CHRIST’S CALL and the way we follow Him require us to examine our love of God deeply. We need to face our weaknesses without fear through a sincere examination of conscience, which allows us to identify the roots of our weaknesses. Blessed Álvaro, in one of his early pastoral letters, advised us to "examine our conscience conscientiously."[4] In other words, he encouraged us to have the courage to look deep into our hearts, to find the roots of our weaknesses.

The effort to grow in self-knowledge can help us grow in freedom, as we discover God’s continual presence and action in our lives, inspiring us to live with authenticity. On the other hand, “forgetting God’s presence in our life goes hand in hand with our ignorance of ourselves — ignoring God and ignoring ourselves — ignorance of our personality traits and of our deepest desires.”[5] In our examination of conscience, we can rekindle the ideals we want to motivate us and ask God for grace to help us live according to our vocation.
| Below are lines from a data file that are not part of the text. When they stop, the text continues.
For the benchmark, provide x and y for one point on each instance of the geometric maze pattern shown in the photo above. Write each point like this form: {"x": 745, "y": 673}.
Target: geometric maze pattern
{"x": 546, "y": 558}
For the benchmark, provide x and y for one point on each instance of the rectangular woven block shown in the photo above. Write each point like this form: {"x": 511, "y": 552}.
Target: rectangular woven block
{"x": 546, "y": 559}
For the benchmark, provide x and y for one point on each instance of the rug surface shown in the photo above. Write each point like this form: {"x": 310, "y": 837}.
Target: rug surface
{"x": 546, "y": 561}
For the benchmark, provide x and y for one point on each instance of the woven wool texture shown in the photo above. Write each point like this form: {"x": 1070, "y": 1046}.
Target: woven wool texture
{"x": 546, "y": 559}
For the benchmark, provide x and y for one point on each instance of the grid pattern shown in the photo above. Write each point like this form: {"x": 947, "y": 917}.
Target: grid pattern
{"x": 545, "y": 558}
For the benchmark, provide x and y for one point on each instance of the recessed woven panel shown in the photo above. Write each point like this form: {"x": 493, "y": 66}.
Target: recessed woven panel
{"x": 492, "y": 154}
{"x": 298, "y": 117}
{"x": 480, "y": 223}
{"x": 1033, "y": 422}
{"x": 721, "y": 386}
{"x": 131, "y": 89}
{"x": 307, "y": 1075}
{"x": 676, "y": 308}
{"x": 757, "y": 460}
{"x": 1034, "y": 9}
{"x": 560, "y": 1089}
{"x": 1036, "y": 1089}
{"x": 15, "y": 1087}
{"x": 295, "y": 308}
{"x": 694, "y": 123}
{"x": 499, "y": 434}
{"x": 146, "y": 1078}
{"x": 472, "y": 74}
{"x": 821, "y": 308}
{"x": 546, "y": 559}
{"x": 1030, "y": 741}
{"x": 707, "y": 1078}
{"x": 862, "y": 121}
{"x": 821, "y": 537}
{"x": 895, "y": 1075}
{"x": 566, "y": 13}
This way, we can accompany the Lord closely without being ensnared by things that separate us from Him. When Jesus called the first apostles, they “left everything — everything! And followed him… And it does happen sometimes that we, who wish to imitate them, don’t quite leave everything, and there remains some attachment in our heart, something wrong in our life which we’re not willing to break with and offer up to God. Won’t you examine your heart in depth? Nothing should remain there except what is his. If not, we aren’t really loving him, neither you nor I.”[6]

Our Lady knew how to direct her affections toward the mission the angel had announced to her: to be the Mother of God. From that day on, her entire life, even in the smallest details, revolved around that vocation. She can help us make our entire day an expression of our love for her Son, which extends to the people around us.


[1] Pope Francis, Audience, 22-XII-2021.

[2] Javier Echevarría, Memoria del beato Josemaría.

[3] St. Josemaría, The Forge, no. 616.

[4] Bl. Alvaro del Portillo, Letter 8-XII-1976, no. 8.

[5] Pope Francis, Audience, 5-X-2022.

[6] St. Josemaría, The Forge, no. 356.